Hechos generalistas con una huella hídrica y eco generalizada que si trasladamos al ámbito íntimo no es cuestión menor. Porque cada uno de nosotros deja, de media, una huella de 5.000 litros de agua, ¡diaria! ¿Quiere esto decir que la consumamos? Negativo. En la huella todo cuenta, es un suma y sigue. Si hablamos de hídrica, hay que unir al agua gastada y consumida, la que ha supuesto la de los productos usados y consumidos o la de la piscina que tenemos o a la que vamos…

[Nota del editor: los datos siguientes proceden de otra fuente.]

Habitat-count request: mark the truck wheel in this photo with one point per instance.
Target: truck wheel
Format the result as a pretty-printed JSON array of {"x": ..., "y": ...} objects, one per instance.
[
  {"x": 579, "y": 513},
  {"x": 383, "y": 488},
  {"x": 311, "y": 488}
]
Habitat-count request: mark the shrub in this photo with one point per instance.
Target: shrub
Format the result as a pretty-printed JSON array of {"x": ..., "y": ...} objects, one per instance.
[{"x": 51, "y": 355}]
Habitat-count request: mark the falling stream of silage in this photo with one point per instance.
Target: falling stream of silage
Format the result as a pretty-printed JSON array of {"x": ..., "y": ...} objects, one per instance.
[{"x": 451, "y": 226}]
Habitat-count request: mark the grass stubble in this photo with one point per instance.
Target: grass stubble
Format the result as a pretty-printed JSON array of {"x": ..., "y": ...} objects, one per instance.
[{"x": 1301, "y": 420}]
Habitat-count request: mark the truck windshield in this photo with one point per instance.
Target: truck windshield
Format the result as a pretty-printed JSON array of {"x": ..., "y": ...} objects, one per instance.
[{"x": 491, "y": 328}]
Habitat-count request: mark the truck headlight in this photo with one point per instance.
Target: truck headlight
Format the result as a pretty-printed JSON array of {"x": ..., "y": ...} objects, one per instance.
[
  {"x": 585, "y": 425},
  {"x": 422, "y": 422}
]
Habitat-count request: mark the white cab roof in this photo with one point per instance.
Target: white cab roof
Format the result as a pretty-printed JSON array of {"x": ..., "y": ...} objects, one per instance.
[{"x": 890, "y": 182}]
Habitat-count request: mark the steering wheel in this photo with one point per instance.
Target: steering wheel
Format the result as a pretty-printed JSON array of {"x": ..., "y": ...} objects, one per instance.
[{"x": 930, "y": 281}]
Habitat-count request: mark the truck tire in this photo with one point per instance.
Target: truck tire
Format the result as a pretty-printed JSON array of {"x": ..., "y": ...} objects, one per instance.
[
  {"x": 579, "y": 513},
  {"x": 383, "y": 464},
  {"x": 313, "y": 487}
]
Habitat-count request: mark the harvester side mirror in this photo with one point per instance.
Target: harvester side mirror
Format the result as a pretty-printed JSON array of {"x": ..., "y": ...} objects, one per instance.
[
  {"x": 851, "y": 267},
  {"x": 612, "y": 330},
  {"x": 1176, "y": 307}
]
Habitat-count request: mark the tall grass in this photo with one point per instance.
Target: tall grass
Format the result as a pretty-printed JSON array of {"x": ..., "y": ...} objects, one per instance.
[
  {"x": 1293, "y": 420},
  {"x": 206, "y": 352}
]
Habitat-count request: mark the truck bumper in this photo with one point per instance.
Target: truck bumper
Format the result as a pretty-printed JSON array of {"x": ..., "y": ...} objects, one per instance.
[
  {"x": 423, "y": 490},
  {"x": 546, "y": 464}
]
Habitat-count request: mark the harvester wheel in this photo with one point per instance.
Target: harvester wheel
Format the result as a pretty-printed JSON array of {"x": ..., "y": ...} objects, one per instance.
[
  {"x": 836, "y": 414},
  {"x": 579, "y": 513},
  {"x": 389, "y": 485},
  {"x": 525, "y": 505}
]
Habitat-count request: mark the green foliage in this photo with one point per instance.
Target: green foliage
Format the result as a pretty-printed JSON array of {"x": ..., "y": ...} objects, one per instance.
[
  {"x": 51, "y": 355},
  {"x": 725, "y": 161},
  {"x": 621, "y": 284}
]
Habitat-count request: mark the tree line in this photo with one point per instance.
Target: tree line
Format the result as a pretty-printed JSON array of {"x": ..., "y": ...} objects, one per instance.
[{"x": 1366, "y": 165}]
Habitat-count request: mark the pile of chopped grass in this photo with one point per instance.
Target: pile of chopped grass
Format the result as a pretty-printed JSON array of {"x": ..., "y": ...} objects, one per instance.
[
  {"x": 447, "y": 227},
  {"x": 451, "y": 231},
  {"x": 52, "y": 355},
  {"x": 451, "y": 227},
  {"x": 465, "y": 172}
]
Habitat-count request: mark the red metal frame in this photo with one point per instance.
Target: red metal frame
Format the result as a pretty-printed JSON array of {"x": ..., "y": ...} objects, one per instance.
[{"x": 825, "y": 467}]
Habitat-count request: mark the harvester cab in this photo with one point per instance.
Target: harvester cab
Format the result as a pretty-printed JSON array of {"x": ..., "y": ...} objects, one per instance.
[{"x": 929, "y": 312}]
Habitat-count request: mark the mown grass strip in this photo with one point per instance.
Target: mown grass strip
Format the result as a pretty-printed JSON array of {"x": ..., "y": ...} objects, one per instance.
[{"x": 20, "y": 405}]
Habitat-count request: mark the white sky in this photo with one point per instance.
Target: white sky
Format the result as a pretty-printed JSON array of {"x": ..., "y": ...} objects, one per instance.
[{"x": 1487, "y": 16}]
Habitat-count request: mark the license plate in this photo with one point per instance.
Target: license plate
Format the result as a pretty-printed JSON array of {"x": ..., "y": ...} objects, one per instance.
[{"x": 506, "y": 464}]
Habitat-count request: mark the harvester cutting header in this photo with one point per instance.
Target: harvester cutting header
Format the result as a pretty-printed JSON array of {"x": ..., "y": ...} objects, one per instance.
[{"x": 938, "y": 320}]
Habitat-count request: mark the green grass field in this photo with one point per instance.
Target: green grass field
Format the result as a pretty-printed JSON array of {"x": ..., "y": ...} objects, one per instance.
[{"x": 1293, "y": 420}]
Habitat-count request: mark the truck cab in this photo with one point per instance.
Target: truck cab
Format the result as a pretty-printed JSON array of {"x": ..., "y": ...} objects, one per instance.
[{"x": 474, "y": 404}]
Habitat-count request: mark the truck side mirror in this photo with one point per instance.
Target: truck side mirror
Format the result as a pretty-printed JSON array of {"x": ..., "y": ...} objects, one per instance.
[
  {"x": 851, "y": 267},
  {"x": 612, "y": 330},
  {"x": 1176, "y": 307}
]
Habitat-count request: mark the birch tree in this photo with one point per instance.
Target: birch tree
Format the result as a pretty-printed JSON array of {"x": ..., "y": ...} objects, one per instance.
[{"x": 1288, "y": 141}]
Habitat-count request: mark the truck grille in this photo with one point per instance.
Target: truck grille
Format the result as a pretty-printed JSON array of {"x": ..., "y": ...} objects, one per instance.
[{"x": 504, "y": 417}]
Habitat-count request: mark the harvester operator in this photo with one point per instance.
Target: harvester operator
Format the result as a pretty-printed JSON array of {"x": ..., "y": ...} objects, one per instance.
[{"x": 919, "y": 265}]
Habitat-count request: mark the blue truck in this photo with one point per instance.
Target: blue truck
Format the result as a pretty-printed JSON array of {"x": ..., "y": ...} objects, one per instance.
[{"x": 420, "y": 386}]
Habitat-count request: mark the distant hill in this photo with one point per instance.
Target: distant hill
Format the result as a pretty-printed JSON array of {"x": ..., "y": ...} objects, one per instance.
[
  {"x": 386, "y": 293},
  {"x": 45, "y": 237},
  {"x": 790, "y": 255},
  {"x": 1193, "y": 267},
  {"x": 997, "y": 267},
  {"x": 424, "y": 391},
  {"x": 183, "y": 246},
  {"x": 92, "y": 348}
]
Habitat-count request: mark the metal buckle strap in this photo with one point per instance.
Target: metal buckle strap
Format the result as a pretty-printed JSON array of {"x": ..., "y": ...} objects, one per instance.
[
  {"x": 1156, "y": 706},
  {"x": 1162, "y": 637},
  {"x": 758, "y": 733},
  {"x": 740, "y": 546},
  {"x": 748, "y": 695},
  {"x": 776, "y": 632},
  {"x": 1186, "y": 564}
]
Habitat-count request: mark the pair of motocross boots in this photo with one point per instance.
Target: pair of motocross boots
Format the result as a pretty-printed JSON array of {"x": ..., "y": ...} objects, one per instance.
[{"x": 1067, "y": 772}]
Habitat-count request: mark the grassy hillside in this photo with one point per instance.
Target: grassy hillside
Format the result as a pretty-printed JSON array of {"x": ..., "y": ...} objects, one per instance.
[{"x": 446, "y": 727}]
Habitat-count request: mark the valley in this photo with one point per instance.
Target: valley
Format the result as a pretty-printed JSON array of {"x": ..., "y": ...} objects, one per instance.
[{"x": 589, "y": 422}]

Ah, y por cierto, a pesar de que el ODS número 6 aboga por el agua limpia para consumo y saneamiento, según la ONU, 2.000 millones de personas en el planeta viven, yo diría mal viven, sin acceso a agua y 2.300 millones habitan lugares con escasez hídrica. Si se supone que somos 8.000 millones de terrícolas, es fácil caer en la cuenta de que a más de la mitad de la población le falta ese fundamental oro inodoro, incoloro e insípido que es el H₂O.
En el libro se ofrece una serie de consejos para cumplir con el objetivo que marca su título, ese de vivir sin dejar huella. Y desde todos los puntos de vista. Desde el de la empresa, pero también desde el más personal de la higiene, de las compras, del consumo cotidiano.
Por supuesto, Ana de Santos se pasea por los mundos plásticos y sus residuos para recomendarnos cómo frenar otro monstruoso dato: más del 80 por ciento de los residuos que Europa arroja a sus mares son plásticos. Pasea por las diferentes R de la sostenibilidad (reducir, reutilizar, reciclar, reparar, recomprar…) y ofrece consejos para que en nuestros hábitos diarios dejemos la menor huella negativa posible. Queda el siguiente trabajo que sería crear la huella positiva. Y eso también se cultiva. Pero es otra cuestión.